どんなに研究したとて、自ら犯罪に手を染めたことのない人間には理解できない心の奥底を、ロビンはあっさり白日の下に晒すのだ。
彼にとって『退屈しのぎの本』と同レベルの娯楽である『謎解き』を行う為に、コウキのような学者や医師が『管理人』として派遣されていた。今は大きな事件がないので、彼の協力を仰ぐ必要はないのだが……。
「これは予言になる。オレは檻から解き放たれるだろう。だが……そうだな。『野に放たれた獣』であっても約束は守られなければならない。しばらくしたら、会えるように手配しよう」
独り言のように呟いて、1人満足そうに頷いた。
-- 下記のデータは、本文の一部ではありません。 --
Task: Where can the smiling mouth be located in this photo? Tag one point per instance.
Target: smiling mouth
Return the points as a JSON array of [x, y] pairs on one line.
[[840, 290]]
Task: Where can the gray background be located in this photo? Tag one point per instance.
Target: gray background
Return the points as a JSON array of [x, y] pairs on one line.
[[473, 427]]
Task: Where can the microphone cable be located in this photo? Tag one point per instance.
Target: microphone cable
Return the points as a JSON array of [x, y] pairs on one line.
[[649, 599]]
そんな男をコウキの蒼い眼差しが射抜く。
「ここが気に入っていると聞いている」
「ああ、気に入ってるよ。次から次へと、退屈を紛らわす玩具が運ばれてくる。パズルを解くのも、遊び相手を壊すのも飽きただけさ」
「どうして出られると思う?」
「……これは確定した未来の話だ。5つの質問とは別に1ヵ月後なら答えよう。場所と時間はこちらが指定させてもらう」
疑わしそうなコウキの視線を、嬉しそうに受け止めたロビンが顎に手を当てる。思案する仕草は一瞬で、すぐに彼は椅子から立ち上がった。
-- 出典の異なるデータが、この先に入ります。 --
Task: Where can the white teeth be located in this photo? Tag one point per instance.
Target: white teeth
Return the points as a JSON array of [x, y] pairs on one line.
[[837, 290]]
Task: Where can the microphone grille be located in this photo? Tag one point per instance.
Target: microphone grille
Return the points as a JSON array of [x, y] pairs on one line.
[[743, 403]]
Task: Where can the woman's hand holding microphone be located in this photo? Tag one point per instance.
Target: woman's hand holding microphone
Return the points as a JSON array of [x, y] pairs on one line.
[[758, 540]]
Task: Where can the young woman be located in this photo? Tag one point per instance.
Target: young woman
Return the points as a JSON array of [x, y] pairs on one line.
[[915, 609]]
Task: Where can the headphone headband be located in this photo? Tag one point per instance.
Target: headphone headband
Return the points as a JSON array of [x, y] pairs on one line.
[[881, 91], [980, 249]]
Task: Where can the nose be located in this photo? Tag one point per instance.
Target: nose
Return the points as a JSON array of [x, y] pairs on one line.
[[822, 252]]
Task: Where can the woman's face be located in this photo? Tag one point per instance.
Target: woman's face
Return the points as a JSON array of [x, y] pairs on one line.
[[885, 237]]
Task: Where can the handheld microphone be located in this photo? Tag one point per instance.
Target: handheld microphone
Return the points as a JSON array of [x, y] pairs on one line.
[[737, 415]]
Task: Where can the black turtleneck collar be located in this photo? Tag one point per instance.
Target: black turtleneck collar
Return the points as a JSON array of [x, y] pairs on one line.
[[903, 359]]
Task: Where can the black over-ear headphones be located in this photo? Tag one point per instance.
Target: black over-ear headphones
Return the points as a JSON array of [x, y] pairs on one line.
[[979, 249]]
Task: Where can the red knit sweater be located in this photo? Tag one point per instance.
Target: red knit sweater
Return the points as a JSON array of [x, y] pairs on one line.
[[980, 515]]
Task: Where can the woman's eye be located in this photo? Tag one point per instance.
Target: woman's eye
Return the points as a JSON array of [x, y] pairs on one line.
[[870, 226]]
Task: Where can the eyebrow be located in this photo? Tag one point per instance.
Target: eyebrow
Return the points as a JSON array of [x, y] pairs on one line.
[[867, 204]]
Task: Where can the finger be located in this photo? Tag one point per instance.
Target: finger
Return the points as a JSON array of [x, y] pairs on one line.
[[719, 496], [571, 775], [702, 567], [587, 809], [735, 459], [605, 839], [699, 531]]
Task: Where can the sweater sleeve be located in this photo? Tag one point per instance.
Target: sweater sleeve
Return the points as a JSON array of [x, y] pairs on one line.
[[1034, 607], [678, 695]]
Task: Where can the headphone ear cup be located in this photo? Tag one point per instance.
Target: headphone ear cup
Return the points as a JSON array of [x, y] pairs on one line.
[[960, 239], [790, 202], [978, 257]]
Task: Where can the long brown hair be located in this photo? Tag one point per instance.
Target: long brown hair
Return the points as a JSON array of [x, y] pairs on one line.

「今話したら、計画がパーになるからな。何しろコウキは優秀だ」
囚われの身を自由にすると不吉な予言を残し、死神は背を向けた。彼の背で三つ編みが揺れる。手にした聖書を横脇に抱え、コウキはドアへ向かった。
「コウキ……明日も待っている」
意味深に『明日も』と強調したロビンは、数日後に予言を実行して姿を消した。
それはまた……後の話である。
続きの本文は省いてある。